Brown thinks her experience is part of a surge of “feminist feeling” within the male-dominated music industry, citing Beyoncé, Kate Nash and Florence Welch as examples of female artists who went it alone before her. “I feel like we’re taking control. I don’t know what’s going to happen next but I’ve made a record I’m really proud of and which truly comes from me and that feels great.”

She’s got the same fire in her belly when it comes to modelling, choosing to star in ads for British institution Marks & Spencer in an attempt to boost the presence of black women in the public eye.

In a compelling piece she wrote for The Guardian recently, Brown lamented the lack of black models in fashion and the effect that has on notions of beauty. Her own experiences as a pop star had proved revealing; she recounts examples of make-up artists irritated by a hair and skin colour they were not equipped to deal with and of seeing photographs where her face had been lightened and made to look more European.

“It was never full-blown racism but there was certainly a lot of ignorance. I hope by modelling for a big company like M&S I’ve contributed to changing that in my own small way.”

She attacks the fashion industry’s obsession with weight in the same swipe – life she says, is simply too short to agonise over the size of your thighs. “I know I’ve put on a bit of weight since modelling and I know I don’t fit the ideal of a pop star. A few years ago I would have been mortified by that and would have gone on a ridiculous diet but I’m becoming more comfortable with looking like a woman.

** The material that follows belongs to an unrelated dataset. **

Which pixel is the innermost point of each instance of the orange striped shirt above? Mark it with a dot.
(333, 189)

Perhaps some people would tell me I need to tone up but hey, I like a cheeseburger!”

Clearly the Brown of 2013 is a force to be reckoned with. But perhaps she always has been. In her family, she says, the concept of success is “very, very important”.

Failure has never been an option and her Jamaican parents led by example, graduating from university and then, while still in their early 20s, founding a school in Northamptonshire.

Brown, the eldest of six siblings, watched them grow the business from only three pupils into one of the most respected independent schools in the area.

The six children were brought up to believe they too should make something of themselves.

“My mum always warned us not to become another statistic, not to become the labels other people might project on us.

It installed a real sense of assertiveness in all of us, I think, and a lot of drive.”

Her Hummer-driving mother remains her role model. “She’s such a strong woman and it’s from her that I learnt how to capitalise on failure. I’ve seen her and my dad handle trials and hurdles and recessions and racism and she’s never once given up. She has this persistent strength. She’s the key, man!”

Brown and her partner, an art director she’s been with for more than four years, are hoping to have children of their own soon and, as ever, she has a plan for that too.

“I‘m a compulsive strategist!” she laughs. “My boyfriend thinks I’m nuts.”

VV Vintage, the clothing line she set up last year, is intended to pay the couple’s mortgage while her label Wire Records is her “core business”

that she intends to build and which she hopes will keep her making music in one form or another. “I think motherhood is going to slow me down.I’m a workaholic but I think I’m going to want to stop everything and be a stay-at-home mum.” Watch this space…

* VV Brown plays Coalition, in King’s Road, Brighton, on Monday, October 21.